In this study, Pimental and colleagues investigated the use of rifaximin in patients diagnosed with IBS as defined by the Rome I criteria. Rifaximin is a nonabsorbable, gut-selective antibiotic derived from the rifamycin family that may reduce bacterial overgrowth due to its broad-spectrum activity in vitro against gram-positive, gram-negative, aerobic, anaerobic, and microaerophilic bacteria.
This was a prospective, double-blind randomized controlled trial that involved 43 patients who received 400 mg of rifaximin 3-times daily and 44 who received placebo for 10 days. Patient symptom and stool diaries were completed prior to entry, during the study, and the week following treatment.
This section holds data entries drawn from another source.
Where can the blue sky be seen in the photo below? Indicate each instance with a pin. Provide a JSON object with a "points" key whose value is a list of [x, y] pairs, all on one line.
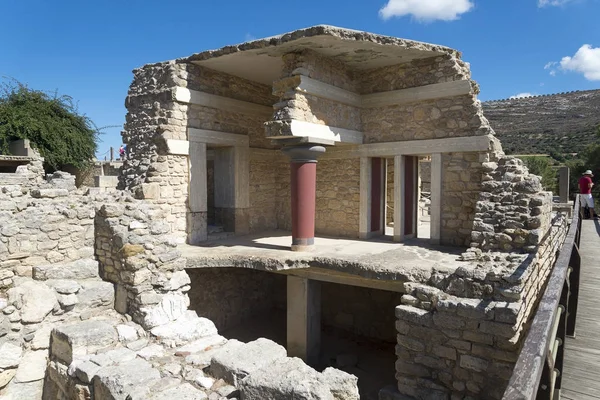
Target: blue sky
{"points": [[87, 49]]}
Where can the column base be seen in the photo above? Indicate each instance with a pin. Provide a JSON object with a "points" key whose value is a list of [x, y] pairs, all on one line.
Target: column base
{"points": [[303, 244]]}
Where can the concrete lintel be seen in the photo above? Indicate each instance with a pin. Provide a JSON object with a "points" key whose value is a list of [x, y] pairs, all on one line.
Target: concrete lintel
{"points": [[320, 89], [421, 93], [331, 276], [217, 138], [308, 129], [184, 95], [399, 196], [178, 147], [414, 147], [365, 199], [304, 319]]}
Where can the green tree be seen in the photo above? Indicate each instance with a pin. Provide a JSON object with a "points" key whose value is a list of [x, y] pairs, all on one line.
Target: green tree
{"points": [[50, 122], [542, 166]]}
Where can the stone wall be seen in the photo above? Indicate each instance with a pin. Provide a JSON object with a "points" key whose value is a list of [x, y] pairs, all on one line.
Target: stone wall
{"points": [[338, 198], [513, 212], [45, 224], [137, 253], [361, 311], [231, 296], [464, 338], [269, 193], [426, 71]]}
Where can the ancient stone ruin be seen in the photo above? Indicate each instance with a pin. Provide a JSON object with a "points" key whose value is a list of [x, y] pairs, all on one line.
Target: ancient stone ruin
{"points": [[267, 242]]}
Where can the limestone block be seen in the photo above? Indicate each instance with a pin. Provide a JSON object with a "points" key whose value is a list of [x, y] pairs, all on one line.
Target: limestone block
{"points": [[36, 300], [79, 269], [171, 307], [287, 378], [183, 391], [10, 355], [80, 339], [20, 391], [235, 362], [96, 294], [150, 191], [184, 329], [132, 378], [32, 366]]}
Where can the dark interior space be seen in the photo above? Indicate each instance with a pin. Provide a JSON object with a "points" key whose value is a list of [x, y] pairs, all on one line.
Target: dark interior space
{"points": [[358, 324]]}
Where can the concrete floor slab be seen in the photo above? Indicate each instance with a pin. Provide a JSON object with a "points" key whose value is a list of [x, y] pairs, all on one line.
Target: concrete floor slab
{"points": [[377, 259]]}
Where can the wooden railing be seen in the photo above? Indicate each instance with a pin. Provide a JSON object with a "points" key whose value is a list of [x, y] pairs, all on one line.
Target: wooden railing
{"points": [[538, 371]]}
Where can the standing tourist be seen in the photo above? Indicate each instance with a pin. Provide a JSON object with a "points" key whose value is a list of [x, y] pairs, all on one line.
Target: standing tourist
{"points": [[585, 190]]}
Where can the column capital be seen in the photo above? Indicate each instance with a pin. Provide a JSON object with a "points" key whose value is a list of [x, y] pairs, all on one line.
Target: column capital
{"points": [[306, 153]]}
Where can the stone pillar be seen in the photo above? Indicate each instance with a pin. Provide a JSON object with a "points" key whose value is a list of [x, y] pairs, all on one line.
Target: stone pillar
{"points": [[563, 184], [303, 166], [435, 209], [232, 185], [399, 197], [304, 319], [197, 227]]}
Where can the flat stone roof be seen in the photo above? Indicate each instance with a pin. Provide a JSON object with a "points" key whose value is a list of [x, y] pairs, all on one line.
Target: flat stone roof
{"points": [[413, 260], [260, 60]]}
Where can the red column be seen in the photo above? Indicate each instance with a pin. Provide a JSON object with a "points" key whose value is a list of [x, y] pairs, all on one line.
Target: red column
{"points": [[303, 181]]}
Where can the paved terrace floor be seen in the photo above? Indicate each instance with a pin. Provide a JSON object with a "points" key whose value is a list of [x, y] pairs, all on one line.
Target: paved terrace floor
{"points": [[376, 259], [581, 379]]}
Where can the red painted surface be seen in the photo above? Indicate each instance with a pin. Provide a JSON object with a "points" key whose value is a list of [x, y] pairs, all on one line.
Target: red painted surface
{"points": [[376, 193], [304, 189], [410, 185]]}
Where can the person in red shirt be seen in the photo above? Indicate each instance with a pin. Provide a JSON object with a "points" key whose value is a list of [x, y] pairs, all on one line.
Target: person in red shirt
{"points": [[585, 190]]}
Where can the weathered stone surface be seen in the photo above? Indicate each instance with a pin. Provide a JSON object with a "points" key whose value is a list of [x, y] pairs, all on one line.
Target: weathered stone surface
{"points": [[10, 355], [21, 391], [126, 333], [132, 378], [80, 339], [41, 340], [6, 376], [32, 366], [188, 327], [171, 307], [287, 378], [36, 298], [236, 360], [184, 391], [76, 270]]}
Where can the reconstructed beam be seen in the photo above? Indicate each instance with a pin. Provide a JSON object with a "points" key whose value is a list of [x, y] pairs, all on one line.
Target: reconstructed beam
{"points": [[195, 97]]}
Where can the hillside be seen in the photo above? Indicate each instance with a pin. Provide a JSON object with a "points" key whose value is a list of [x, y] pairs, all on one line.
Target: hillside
{"points": [[562, 122]]}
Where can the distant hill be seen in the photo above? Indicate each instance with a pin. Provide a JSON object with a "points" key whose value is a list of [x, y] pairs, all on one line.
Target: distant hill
{"points": [[563, 122]]}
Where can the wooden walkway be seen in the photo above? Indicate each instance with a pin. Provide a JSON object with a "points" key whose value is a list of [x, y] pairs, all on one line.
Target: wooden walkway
{"points": [[581, 379]]}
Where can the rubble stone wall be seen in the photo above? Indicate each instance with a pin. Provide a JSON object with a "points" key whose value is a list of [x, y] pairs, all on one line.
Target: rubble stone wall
{"points": [[338, 198], [45, 224], [513, 212], [248, 293], [139, 255], [426, 71], [464, 346]]}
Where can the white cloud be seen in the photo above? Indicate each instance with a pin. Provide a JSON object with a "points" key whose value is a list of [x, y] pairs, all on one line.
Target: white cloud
{"points": [[521, 95], [545, 3], [426, 10], [586, 61]]}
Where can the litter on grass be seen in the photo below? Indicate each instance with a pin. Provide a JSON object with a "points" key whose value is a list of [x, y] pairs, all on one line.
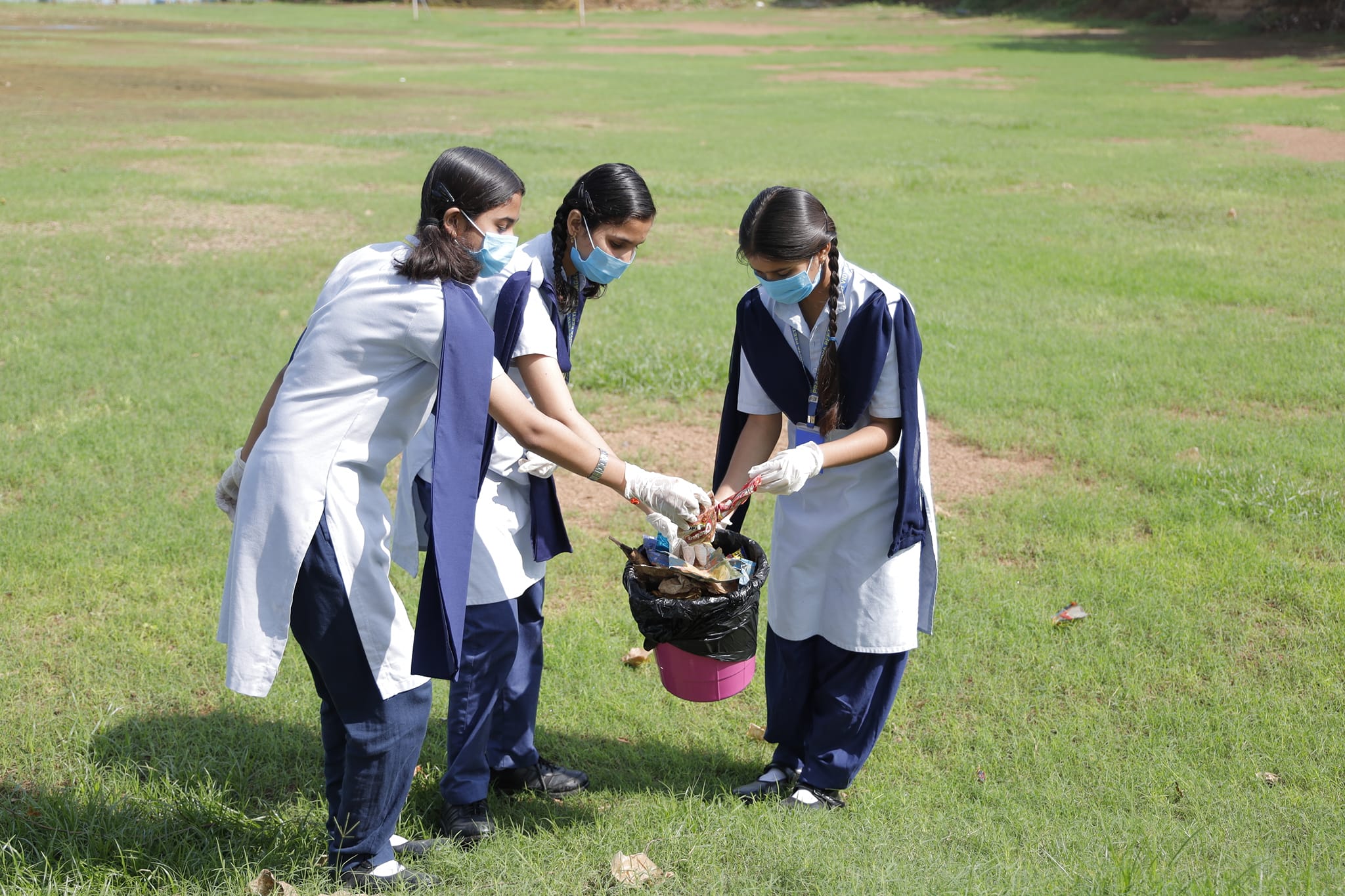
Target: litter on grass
{"points": [[1070, 614], [265, 884], [671, 576], [636, 657], [636, 871]]}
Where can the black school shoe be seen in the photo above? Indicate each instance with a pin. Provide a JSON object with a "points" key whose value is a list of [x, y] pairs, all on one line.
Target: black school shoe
{"points": [[826, 798], [545, 778], [761, 789], [422, 847], [468, 822], [358, 878]]}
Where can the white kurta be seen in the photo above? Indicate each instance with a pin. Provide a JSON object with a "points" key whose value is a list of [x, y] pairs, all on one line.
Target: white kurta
{"points": [[830, 571], [362, 381], [502, 543]]}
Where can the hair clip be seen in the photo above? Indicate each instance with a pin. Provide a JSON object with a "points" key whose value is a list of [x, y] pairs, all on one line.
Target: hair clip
{"points": [[440, 191]]}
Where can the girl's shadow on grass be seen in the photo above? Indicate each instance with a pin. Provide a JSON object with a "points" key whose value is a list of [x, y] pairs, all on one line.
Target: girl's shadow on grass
{"points": [[617, 769], [252, 762], [174, 797]]}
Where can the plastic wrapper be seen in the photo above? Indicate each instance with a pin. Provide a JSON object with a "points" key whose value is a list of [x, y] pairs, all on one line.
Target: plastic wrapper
{"points": [[721, 626]]}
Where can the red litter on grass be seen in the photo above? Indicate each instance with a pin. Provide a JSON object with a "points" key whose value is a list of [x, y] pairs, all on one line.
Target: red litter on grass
{"points": [[1070, 614]]}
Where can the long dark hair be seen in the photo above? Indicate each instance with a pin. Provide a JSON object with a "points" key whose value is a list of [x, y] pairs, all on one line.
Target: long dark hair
{"points": [[471, 181], [790, 224], [609, 194]]}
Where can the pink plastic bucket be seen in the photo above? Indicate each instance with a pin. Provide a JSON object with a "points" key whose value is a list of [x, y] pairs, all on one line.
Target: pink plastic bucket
{"points": [[701, 679]]}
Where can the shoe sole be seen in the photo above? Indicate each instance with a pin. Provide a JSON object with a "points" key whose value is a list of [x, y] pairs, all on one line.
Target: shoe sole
{"points": [[522, 789]]}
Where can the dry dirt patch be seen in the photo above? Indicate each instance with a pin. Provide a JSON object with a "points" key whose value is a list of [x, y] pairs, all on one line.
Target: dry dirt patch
{"points": [[959, 471], [78, 82], [689, 50], [1298, 91], [715, 28], [192, 160], [171, 230], [1306, 144], [970, 77]]}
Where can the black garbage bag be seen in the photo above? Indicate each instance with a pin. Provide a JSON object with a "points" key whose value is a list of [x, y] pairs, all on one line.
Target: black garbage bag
{"points": [[721, 626]]}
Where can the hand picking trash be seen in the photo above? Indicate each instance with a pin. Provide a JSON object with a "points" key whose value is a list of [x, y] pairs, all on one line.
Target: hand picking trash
{"points": [[703, 602], [684, 563]]}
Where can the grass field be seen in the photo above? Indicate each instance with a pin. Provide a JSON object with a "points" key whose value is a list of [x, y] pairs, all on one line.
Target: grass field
{"points": [[1125, 270]]}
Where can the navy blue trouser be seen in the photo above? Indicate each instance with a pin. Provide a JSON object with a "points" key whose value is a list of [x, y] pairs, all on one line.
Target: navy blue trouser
{"points": [[825, 706], [370, 744], [493, 704]]}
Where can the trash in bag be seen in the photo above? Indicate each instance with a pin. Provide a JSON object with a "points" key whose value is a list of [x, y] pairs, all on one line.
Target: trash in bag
{"points": [[720, 624]]}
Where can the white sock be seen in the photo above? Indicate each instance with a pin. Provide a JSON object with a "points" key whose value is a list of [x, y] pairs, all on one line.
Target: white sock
{"points": [[805, 796], [387, 868]]}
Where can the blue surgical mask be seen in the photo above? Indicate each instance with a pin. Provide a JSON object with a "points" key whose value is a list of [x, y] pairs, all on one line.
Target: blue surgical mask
{"points": [[600, 267], [496, 250], [791, 291]]}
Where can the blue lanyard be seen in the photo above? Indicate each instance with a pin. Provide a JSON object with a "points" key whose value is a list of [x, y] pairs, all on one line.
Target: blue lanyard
{"points": [[813, 382]]}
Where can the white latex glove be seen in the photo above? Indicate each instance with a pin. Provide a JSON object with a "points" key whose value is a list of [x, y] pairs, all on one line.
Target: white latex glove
{"points": [[227, 494], [697, 554], [790, 469], [536, 465], [676, 499]]}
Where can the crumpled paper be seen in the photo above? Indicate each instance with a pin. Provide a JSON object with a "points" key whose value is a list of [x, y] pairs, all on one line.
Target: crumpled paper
{"points": [[636, 871], [267, 884], [636, 657]]}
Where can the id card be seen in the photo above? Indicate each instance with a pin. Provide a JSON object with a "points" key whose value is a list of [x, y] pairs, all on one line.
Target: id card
{"points": [[803, 435]]}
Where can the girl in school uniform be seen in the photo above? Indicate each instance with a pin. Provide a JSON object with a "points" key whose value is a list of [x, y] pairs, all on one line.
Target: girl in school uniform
{"points": [[535, 303], [395, 331], [833, 350]]}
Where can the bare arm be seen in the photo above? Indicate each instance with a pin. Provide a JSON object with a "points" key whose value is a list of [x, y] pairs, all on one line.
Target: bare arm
{"points": [[554, 441], [552, 394], [263, 414], [755, 445], [879, 436]]}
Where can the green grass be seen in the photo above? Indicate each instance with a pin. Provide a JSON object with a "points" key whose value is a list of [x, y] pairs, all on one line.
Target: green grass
{"points": [[178, 182]]}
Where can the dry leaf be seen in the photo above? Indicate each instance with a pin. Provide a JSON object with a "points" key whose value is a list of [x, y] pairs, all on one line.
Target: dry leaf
{"points": [[636, 871], [1070, 614], [265, 884], [636, 657]]}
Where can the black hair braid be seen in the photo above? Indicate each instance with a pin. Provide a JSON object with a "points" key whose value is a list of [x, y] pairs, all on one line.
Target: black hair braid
{"points": [[565, 296], [829, 366]]}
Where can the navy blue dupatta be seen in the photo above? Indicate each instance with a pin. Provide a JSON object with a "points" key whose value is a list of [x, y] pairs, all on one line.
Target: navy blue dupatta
{"points": [[787, 383], [460, 436]]}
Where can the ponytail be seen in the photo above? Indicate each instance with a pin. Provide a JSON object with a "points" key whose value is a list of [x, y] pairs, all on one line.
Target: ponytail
{"points": [[787, 224], [609, 194], [471, 181]]}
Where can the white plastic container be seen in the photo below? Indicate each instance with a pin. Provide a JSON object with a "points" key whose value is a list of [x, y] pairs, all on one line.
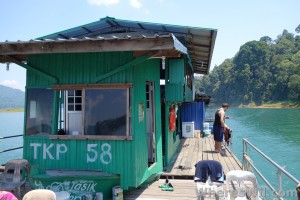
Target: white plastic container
{"points": [[117, 193], [205, 126], [207, 133], [188, 129]]}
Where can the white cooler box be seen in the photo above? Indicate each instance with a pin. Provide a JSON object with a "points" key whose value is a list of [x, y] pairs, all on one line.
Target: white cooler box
{"points": [[188, 129]]}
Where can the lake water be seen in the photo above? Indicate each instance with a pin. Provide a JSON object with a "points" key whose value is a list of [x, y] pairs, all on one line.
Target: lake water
{"points": [[276, 132], [11, 123]]}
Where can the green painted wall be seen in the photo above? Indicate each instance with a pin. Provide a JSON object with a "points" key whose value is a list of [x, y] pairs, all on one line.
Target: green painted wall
{"points": [[127, 158]]}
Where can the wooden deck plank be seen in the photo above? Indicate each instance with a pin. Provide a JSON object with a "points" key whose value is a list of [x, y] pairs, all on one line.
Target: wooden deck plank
{"points": [[183, 189], [194, 150]]}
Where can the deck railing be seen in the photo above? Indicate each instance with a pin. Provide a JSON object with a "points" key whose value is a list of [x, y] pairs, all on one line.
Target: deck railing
{"points": [[10, 149], [248, 165]]}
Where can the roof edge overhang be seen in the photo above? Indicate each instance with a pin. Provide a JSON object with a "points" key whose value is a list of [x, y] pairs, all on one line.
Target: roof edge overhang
{"points": [[167, 45]]}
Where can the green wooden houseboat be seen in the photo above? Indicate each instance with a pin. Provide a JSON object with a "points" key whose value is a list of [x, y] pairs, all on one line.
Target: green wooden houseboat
{"points": [[99, 99]]}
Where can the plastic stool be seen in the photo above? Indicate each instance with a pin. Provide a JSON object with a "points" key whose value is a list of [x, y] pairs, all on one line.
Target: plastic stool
{"points": [[241, 177]]}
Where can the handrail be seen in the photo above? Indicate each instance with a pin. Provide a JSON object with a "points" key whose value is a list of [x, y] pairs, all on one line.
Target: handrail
{"points": [[280, 170], [10, 136]]}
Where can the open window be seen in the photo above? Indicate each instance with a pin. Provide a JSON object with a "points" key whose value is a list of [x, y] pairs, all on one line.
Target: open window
{"points": [[39, 111], [88, 111]]}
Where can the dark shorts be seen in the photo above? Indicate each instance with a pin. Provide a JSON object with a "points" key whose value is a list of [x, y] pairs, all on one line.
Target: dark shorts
{"points": [[218, 133]]}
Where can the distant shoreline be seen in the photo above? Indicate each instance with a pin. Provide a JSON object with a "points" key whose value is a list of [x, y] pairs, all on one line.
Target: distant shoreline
{"points": [[12, 110], [273, 105]]}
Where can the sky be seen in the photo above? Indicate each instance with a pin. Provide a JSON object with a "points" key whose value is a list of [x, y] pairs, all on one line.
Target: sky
{"points": [[237, 21]]}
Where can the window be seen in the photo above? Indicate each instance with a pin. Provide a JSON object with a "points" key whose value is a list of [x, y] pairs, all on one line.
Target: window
{"points": [[95, 110], [39, 111]]}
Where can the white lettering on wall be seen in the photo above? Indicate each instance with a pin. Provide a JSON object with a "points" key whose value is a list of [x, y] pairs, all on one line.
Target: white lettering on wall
{"points": [[94, 152], [46, 151], [60, 148], [35, 148], [105, 155]]}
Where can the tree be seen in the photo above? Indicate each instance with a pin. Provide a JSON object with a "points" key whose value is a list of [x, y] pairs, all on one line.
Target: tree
{"points": [[294, 87]]}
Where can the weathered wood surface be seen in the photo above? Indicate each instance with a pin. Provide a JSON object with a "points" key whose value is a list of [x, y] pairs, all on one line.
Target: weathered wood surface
{"points": [[193, 150], [181, 171]]}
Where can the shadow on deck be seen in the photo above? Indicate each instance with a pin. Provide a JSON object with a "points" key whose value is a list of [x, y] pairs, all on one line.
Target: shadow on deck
{"points": [[181, 171]]}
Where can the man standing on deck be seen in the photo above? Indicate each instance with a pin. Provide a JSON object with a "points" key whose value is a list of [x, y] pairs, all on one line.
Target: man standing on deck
{"points": [[219, 126]]}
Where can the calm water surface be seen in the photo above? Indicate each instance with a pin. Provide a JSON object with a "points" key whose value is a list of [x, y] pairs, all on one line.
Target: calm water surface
{"points": [[276, 132]]}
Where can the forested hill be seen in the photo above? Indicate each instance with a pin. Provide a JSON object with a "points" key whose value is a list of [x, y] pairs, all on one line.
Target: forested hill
{"points": [[261, 71], [11, 98]]}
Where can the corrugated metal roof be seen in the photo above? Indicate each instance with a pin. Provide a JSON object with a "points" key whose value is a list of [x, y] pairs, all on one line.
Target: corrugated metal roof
{"points": [[198, 41]]}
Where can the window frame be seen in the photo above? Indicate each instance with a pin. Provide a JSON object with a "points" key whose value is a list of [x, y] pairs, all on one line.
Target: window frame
{"points": [[126, 86]]}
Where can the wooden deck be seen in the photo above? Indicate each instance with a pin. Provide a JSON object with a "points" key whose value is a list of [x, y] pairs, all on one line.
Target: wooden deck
{"points": [[181, 171]]}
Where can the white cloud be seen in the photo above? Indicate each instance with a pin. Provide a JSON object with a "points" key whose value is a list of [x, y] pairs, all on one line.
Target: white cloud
{"points": [[13, 84], [103, 2], [136, 3]]}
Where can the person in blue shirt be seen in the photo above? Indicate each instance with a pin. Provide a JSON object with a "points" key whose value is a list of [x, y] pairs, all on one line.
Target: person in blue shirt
{"points": [[219, 126]]}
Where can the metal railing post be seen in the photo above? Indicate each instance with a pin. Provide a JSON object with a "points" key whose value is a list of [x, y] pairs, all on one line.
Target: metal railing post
{"points": [[279, 182], [244, 152]]}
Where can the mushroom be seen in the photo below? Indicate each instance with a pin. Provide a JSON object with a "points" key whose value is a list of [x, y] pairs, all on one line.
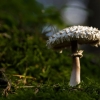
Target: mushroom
{"points": [[71, 37]]}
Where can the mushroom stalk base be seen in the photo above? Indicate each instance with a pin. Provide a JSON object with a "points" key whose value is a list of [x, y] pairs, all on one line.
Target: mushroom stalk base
{"points": [[75, 75]]}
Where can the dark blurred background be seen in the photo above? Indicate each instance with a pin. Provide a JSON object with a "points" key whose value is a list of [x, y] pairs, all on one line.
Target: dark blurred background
{"points": [[24, 28]]}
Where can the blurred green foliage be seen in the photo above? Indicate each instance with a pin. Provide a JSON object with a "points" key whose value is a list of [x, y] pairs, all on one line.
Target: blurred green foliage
{"points": [[27, 60]]}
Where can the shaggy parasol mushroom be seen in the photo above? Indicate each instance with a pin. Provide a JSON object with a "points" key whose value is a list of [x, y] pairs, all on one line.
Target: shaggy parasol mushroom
{"points": [[71, 37]]}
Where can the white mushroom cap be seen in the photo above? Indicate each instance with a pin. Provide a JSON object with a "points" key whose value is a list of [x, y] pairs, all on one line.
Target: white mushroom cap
{"points": [[83, 35]]}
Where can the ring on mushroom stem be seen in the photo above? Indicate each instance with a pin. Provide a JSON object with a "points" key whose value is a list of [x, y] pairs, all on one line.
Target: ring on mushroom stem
{"points": [[73, 36]]}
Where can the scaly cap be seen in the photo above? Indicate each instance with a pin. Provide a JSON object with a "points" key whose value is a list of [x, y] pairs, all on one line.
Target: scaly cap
{"points": [[83, 35]]}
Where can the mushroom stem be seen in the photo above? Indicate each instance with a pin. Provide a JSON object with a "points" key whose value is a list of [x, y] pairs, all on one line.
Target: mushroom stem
{"points": [[75, 75]]}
Global improvement was found to vary widely across weeks for most patients, and the data were reported as an averaging of the symptoms over all 10 weeks of the study. This percentage was significant as a function of group (P = .020), but not as a function of week (P = .78) or group-by-week (P = .96). The patients in the rifaximin group had a 36.4% improvement in global symptoms compared with 21.0% for the placebo group.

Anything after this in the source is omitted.